Faster boids

I used the built in performance profiler in VSTS to look at speeding the boids up (and there seems to be a bug in the profiler – when memory profiling was turned on, it seemed unable to resolve symbols, so I switched to the CLRProfiler to look at the memory being used).

Most of the time in the application was spent in calculating the boids’ steering behaviours.
The optimisations here were to try to reduce the time spent in calculating the forces – one optimisation was that instead of each behaviour (cohesion, separation, alignment) each scanning through the entire set of boids, the results of one of the behaviours could be used by both others.

Secondly, the cohesion force was not updated on each frame – the value is cached for 10 iterations. This should not be a fixed value – there should be some heuristic to determine how it should be varied once work is in to measure the “quality” of the flock.

This boosted the frame rate from approx 3fps to 10fps (dropping to 5 fps after some time).

Next came some micro-optimisations.

Changing the Vector to be a struct instead of a class (to avoid over-stressing the garbage collector) resulted in 14fps dropping to 8 fps after running.
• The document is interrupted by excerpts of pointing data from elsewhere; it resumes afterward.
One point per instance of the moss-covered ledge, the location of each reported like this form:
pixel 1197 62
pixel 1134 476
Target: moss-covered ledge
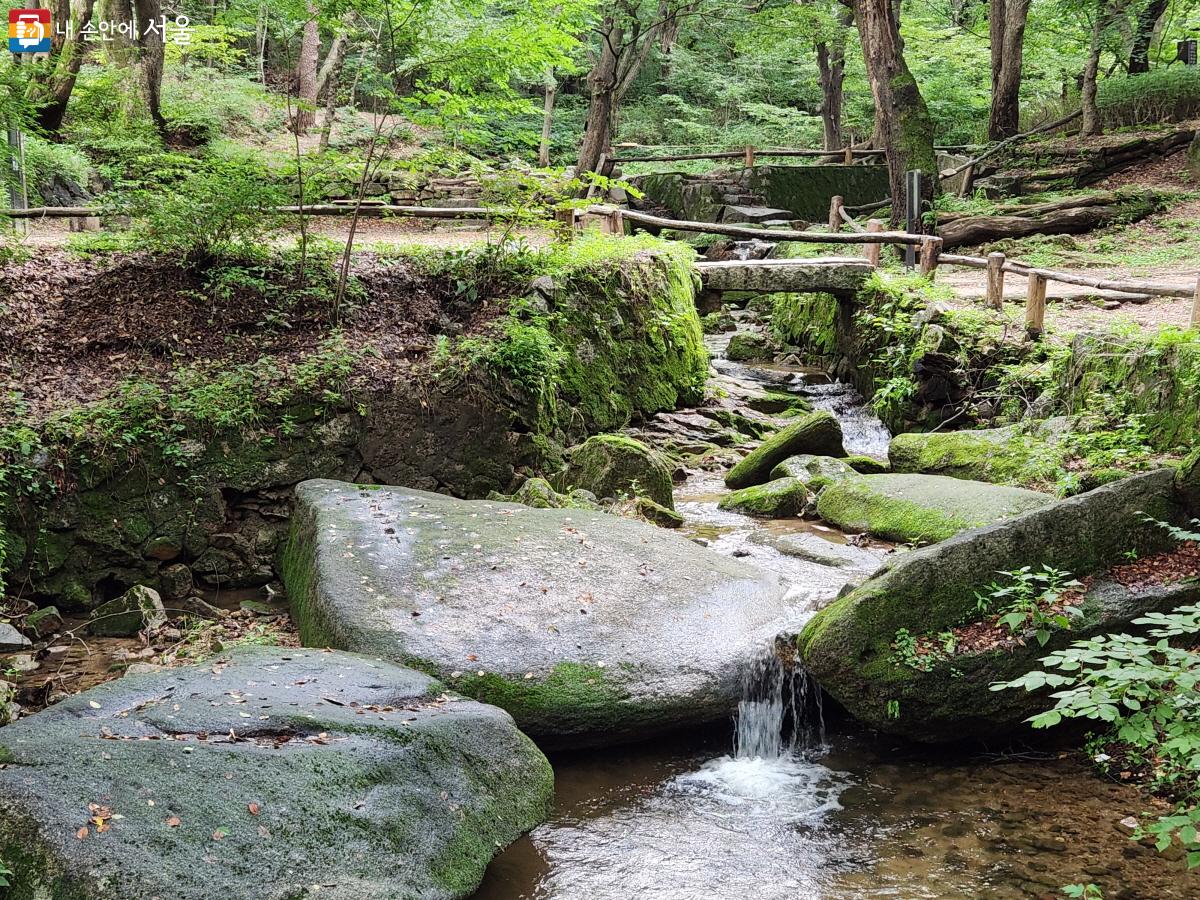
pixel 193 467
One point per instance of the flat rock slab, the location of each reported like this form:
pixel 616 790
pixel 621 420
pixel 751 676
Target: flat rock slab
pixel 591 629
pixel 922 509
pixel 263 774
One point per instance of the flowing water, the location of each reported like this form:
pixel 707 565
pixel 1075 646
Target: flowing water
pixel 781 808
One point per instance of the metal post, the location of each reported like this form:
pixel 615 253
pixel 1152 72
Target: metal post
pixel 912 213
pixel 18 190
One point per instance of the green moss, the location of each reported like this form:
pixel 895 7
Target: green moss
pixel 781 498
pixel 867 465
pixel 573 693
pixel 808 322
pixel 817 433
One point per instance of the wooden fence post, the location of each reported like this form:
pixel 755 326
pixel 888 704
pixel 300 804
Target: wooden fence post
pixel 835 214
pixel 930 252
pixel 568 221
pixel 1036 306
pixel 996 281
pixel 613 223
pixel 873 250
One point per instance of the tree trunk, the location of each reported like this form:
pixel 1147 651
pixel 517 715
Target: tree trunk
pixel 1091 125
pixel 901 118
pixel 334 59
pixel 1144 35
pixel 333 78
pixel 306 75
pixel 547 119
pixel 53 89
pixel 1006 28
pixel 150 59
pixel 603 102
pixel 832 66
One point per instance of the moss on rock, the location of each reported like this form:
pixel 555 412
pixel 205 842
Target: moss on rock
pixel 921 509
pixel 618 466
pixel 781 498
pixel 817 433
pixel 849 645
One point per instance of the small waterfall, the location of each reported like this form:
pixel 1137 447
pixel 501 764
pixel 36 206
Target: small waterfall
pixel 780 713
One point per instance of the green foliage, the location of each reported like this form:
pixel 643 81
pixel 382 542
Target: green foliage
pixel 46 161
pixel 1030 601
pixel 222 211
pixel 1162 95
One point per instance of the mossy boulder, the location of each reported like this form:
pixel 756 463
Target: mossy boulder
pixel 657 513
pixel 921 509
pixel 847 646
pixel 749 346
pixel 618 466
pixel 815 472
pixel 261 773
pixel 1012 455
pixel 867 465
pixel 135 610
pixel 816 433
pixel 781 498
pixel 1187 481
pixel 588 628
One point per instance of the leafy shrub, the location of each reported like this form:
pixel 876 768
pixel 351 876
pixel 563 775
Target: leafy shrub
pixel 45 161
pixel 1031 600
pixel 1145 690
pixel 1163 95
pixel 222 211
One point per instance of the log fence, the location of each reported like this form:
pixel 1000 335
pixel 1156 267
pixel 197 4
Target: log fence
pixel 871 239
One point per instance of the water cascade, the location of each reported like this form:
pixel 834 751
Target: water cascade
pixel 780 712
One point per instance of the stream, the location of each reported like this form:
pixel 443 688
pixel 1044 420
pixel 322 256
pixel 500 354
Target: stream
pixel 793 802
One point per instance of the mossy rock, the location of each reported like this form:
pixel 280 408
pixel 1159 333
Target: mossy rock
pixel 815 472
pixel 749 346
pixel 411 799
pixel 921 509
pixel 781 498
pixel 1187 481
pixel 1013 455
pixel 618 466
pixel 847 646
pixel 591 629
pixel 657 513
pixel 868 465
pixel 816 433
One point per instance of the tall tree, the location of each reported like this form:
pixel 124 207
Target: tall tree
pixel 832 69
pixel 1006 28
pixel 1144 35
pixel 901 118
pixel 306 73
pixel 627 34
pixel 52 85
pixel 150 58
pixel 1103 13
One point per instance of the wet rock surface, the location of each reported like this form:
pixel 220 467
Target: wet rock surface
pixel 588 628
pixel 263 773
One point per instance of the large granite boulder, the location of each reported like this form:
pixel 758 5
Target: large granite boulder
pixel 816 433
pixel 921 509
pixel 261 774
pixel 588 628
pixel 849 645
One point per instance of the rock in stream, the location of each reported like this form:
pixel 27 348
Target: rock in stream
pixel 264 774
pixel 589 629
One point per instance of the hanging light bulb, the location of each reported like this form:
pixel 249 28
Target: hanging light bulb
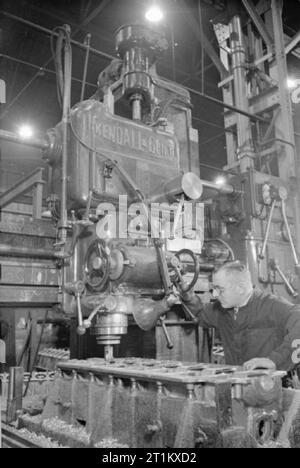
pixel 25 132
pixel 154 14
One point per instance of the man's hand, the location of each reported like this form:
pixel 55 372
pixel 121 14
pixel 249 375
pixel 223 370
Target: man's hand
pixel 259 363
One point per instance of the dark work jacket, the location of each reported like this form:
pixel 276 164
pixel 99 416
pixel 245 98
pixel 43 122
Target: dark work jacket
pixel 268 326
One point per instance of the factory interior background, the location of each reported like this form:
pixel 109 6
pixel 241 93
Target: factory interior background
pixel 139 154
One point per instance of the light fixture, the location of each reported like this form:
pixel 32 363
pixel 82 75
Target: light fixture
pixel 220 181
pixel 292 83
pixel 25 132
pixel 154 14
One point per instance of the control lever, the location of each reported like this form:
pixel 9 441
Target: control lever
pixel 166 333
pixel 263 249
pixel 77 288
pixel 275 266
pixel 189 313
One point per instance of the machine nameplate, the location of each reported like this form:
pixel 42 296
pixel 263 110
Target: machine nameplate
pixel 115 134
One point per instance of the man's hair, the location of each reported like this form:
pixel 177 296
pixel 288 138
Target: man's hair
pixel 237 268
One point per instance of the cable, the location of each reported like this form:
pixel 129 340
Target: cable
pixel 202 47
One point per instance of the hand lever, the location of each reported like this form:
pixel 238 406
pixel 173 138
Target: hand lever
pixel 166 333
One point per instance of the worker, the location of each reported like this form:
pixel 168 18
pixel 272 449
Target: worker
pixel 257 329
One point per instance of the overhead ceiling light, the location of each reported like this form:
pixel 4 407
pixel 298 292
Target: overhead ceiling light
pixel 292 83
pixel 220 181
pixel 25 132
pixel 154 14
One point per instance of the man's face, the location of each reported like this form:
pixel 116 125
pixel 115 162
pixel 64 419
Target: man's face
pixel 227 290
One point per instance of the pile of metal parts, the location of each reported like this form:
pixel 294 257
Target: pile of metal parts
pixel 150 403
pixel 98 264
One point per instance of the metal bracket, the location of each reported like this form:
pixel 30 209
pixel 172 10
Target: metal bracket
pixel 33 181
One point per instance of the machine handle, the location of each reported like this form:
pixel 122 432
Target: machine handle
pixel 163 325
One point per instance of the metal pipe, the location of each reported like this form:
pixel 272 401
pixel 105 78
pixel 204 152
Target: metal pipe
pixel 86 61
pixel 288 230
pixel 263 249
pixel 238 53
pixel 53 33
pixel 34 142
pixel 65 128
pixel 217 102
pixel 10 251
pixel 43 69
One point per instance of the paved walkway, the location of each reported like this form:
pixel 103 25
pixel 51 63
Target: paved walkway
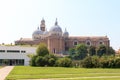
pixel 5 71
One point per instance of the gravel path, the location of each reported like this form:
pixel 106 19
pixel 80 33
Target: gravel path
pixel 5 71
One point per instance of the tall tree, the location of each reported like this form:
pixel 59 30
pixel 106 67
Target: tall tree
pixel 81 51
pixel 92 50
pixel 102 50
pixel 42 50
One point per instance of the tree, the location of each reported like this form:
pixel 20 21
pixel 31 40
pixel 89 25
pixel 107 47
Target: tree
pixel 32 61
pixel 92 50
pixel 101 50
pixel 64 62
pixel 81 51
pixel 42 50
pixel 71 51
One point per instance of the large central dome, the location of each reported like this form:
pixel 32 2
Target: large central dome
pixel 56 29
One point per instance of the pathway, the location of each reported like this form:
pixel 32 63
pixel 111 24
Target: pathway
pixel 5 71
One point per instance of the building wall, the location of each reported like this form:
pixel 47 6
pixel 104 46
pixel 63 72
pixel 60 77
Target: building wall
pixel 17 55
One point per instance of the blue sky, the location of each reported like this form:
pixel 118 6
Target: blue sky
pixel 19 18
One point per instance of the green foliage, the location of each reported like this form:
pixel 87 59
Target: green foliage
pixel 42 57
pixel 64 62
pixel 92 50
pixel 79 52
pixel 42 50
pixel 101 50
pixel 61 73
pixel 90 62
pixel 111 51
pixel 32 61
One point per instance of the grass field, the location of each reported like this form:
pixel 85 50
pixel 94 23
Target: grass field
pixel 60 73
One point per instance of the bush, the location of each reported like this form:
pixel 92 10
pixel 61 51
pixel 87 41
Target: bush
pixel 32 61
pixel 90 62
pixel 42 50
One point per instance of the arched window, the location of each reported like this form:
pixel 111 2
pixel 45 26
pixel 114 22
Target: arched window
pixel 75 43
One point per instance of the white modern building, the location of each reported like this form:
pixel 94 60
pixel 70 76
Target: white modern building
pixel 15 55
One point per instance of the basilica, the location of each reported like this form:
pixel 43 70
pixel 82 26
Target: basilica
pixel 59 41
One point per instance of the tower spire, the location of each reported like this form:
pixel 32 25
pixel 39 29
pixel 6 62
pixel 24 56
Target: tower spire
pixel 42 25
pixel 56 23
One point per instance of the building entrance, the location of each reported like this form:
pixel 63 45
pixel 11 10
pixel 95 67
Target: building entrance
pixel 11 62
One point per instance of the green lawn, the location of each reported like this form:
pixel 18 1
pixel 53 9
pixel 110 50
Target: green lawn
pixel 60 73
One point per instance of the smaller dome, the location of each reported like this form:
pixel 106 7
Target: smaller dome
pixel 37 34
pixel 38 31
pixel 56 29
pixel 65 34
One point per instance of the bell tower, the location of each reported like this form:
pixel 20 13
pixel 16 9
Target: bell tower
pixel 42 25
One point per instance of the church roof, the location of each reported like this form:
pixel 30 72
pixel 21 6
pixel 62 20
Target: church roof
pixel 89 37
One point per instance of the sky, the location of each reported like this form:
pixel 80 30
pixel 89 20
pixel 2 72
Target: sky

Other micro-optimisations that I tried, but didn’t result in any real performance difference included:

Making the trail generator to use a fixed size array (instead of adding/removing from a list).

Removing IEulerRigidBody, calling onto objects directly instead of through an interface.
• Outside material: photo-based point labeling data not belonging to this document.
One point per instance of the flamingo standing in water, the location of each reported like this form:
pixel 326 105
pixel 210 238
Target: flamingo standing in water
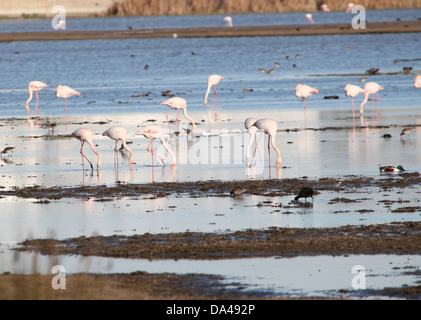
pixel 353 91
pixel 228 20
pixel 304 91
pixel 119 133
pixel 417 82
pixel 156 132
pixel 34 86
pixel 65 92
pixel 248 124
pixel 371 88
pixel 85 135
pixel 213 80
pixel 269 127
pixel 178 103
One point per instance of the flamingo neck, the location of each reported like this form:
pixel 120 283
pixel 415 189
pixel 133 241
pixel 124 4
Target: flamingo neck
pixel 190 119
pixel 29 99
pixel 168 150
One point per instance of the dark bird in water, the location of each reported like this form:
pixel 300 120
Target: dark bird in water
pixel 8 150
pixel 406 131
pixel 391 169
pixel 237 191
pixel 305 193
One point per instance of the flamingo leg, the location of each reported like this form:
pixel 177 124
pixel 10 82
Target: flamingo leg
pixel 83 156
pixel 36 95
pixel 168 120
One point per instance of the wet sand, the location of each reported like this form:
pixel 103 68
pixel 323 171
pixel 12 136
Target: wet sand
pixel 398 238
pixel 242 31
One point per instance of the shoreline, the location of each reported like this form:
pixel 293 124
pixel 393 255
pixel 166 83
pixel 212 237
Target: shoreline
pixel 203 32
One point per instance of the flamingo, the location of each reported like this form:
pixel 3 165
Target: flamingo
pixel 248 124
pixel 156 132
pixel 353 91
pixel 85 135
pixel 178 103
pixel 213 80
pixel 228 20
pixel 417 82
pixel 309 18
pixel 119 133
pixel 371 88
pixel 65 92
pixel 304 91
pixel 34 86
pixel 349 7
pixel 324 8
pixel 269 127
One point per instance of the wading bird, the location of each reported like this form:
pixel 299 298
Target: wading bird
pixel 371 88
pixel 304 91
pixel 34 86
pixel 65 92
pixel 178 103
pixel 269 127
pixel 213 80
pixel 85 135
pixel 119 133
pixel 156 132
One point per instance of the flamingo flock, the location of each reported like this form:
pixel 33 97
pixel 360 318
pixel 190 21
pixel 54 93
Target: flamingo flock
pixel 252 125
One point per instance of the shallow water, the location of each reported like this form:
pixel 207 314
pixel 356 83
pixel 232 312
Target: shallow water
pixel 325 141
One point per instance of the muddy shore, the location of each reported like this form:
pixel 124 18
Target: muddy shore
pixel 242 31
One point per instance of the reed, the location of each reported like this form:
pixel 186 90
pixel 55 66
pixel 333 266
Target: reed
pixel 188 7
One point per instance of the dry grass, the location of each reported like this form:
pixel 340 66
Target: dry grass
pixel 187 7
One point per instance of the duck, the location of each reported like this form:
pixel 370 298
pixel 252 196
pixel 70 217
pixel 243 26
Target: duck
pixel 391 169
pixel 237 191
pixel 305 193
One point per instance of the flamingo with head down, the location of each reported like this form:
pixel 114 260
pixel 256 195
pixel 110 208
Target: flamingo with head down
pixel 156 132
pixel 213 80
pixel 34 86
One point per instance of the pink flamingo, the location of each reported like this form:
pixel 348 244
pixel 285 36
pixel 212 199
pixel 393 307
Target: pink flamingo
pixel 353 91
pixel 119 133
pixel 34 86
pixel 417 82
pixel 65 92
pixel 85 135
pixel 309 18
pixel 304 91
pixel 248 124
pixel 178 103
pixel 228 20
pixel 371 88
pixel 269 127
pixel 156 132
pixel 213 80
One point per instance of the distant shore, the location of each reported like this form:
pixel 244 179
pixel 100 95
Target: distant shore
pixel 244 31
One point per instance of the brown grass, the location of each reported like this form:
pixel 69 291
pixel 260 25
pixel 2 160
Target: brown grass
pixel 187 7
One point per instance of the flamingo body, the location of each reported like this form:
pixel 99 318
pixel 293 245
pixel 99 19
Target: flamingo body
pixel 228 20
pixel 34 86
pixel 269 127
pixel 304 91
pixel 85 135
pixel 156 132
pixel 371 88
pixel 417 82
pixel 178 103
pixel 119 133
pixel 65 92
pixel 213 80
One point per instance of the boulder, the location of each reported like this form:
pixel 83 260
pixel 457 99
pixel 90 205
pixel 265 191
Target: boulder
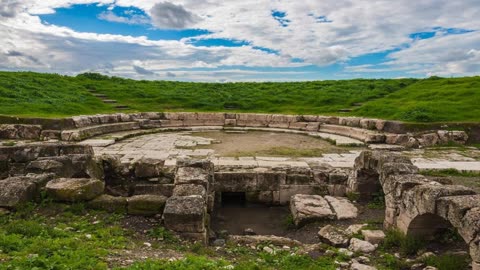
pixel 309 208
pixel 333 236
pixel 148 168
pixel 373 236
pixel 109 203
pixel 15 191
pixel 192 175
pixel 74 189
pixel 185 214
pixel 189 189
pixel 145 205
pixel 342 207
pixel 357 245
pixel 354 229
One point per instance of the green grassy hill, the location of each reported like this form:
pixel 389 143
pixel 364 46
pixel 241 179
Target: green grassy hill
pixel 428 100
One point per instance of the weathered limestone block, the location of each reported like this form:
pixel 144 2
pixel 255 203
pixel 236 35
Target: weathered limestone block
pixel 109 203
pixel 368 123
pixel 359 266
pixel 154 189
pixel 287 191
pixel 74 189
pixel 446 137
pixel 309 208
pixel 264 197
pixel 15 191
pixel 190 189
pixel 453 208
pixel 373 236
pixel 349 121
pixel 253 120
pixel 270 181
pixel 192 175
pixel 342 207
pixel 145 205
pixel 230 122
pixel 423 198
pixel 148 168
pixel 333 236
pixel 18 131
pixel 308 118
pixel 399 139
pixel 51 135
pixel 429 139
pixel 235 181
pixel 357 245
pixel 185 214
pixel 337 190
pixel 299 179
pixel 338 177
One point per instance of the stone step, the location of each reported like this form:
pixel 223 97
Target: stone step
pixel 365 135
pixel 88 132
Changing all doubles to be floats (didn’t actually keep this change in the code).

For Scene8, the drawing code was the real bottleneck, changing the gluSphere to be drawn using VertexBufferObjects resulted in double the frame rate (and it isn’t particularly optimised – could use glDrawElements).
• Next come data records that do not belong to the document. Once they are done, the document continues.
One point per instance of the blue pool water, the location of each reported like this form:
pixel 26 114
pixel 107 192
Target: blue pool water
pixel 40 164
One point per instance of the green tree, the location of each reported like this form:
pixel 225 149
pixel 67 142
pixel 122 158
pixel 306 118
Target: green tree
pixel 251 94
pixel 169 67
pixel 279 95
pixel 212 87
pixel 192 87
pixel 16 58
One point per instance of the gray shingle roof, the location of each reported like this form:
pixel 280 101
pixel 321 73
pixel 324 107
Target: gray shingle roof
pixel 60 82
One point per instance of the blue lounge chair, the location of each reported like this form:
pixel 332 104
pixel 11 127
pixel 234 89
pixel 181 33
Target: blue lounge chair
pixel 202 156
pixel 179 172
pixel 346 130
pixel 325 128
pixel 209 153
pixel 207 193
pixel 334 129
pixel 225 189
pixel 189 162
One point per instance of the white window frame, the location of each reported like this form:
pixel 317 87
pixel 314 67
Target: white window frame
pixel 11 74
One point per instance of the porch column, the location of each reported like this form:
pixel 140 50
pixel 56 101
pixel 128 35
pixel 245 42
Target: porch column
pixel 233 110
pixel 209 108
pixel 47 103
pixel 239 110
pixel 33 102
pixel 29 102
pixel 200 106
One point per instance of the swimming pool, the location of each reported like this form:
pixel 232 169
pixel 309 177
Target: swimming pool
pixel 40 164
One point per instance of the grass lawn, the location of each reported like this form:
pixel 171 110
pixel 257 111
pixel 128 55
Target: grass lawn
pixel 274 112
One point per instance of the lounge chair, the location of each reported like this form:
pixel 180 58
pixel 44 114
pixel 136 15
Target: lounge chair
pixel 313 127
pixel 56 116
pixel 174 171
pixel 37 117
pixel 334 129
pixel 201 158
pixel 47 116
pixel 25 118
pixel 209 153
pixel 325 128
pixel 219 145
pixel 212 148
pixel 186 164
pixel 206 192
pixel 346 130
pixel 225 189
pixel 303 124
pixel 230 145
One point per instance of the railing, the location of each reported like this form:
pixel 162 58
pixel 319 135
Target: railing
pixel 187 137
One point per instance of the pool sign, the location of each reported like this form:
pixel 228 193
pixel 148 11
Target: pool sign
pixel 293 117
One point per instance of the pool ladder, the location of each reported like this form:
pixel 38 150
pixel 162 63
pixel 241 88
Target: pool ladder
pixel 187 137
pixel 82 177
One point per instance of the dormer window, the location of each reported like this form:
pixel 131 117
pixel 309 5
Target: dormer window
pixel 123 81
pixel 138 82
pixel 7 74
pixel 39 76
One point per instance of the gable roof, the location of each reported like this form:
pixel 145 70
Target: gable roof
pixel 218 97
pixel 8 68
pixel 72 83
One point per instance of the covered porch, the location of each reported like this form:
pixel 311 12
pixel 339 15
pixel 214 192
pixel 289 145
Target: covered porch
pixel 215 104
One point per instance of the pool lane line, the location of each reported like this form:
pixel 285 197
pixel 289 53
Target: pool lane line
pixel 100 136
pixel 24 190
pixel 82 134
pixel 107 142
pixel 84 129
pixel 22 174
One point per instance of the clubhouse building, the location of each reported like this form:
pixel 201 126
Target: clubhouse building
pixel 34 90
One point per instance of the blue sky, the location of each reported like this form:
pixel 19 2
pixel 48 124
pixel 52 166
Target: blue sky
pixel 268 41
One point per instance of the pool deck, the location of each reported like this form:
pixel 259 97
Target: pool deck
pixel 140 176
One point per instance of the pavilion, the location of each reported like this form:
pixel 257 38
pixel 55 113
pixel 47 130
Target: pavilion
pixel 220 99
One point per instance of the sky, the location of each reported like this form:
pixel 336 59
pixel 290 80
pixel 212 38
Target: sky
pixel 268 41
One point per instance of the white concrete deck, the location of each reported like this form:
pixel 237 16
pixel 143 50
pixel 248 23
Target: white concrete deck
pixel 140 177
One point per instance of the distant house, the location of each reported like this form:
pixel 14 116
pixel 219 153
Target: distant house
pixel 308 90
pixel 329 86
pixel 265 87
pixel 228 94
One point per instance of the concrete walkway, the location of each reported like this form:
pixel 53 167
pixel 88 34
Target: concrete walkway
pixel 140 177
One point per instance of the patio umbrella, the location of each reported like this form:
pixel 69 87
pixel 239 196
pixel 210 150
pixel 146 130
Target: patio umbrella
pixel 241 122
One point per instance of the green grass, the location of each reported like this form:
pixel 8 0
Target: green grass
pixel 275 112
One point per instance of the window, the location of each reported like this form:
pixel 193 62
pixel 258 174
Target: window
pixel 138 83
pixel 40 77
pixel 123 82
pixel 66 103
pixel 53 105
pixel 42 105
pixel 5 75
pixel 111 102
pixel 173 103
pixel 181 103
For Scene7, it’s limited by the O(n2) collision detection (this is the next thing to tackle).

Boids

An improvement of the flocking behaviour in Jabuka is available.

There are now very simplistic birds drawn, to give an idea of the boid’s orientation.

The separation behaviour has been fixed. The behaviour was garbage before, the force away from another boid was proportional to the distance away from it. Now the force increases the nearer another boid is.

The boid’s orientation is taken as the smallest angle between being aligned with the World’s x axis, and the boid’s velocity. The roll doesn’t behave realistically (see scene 13), but the boid’s behaviour isn’t realistic. A boid would really change its velocity by adjusting its orientation (change the wing shape to apply a torque to allow it to rotate…)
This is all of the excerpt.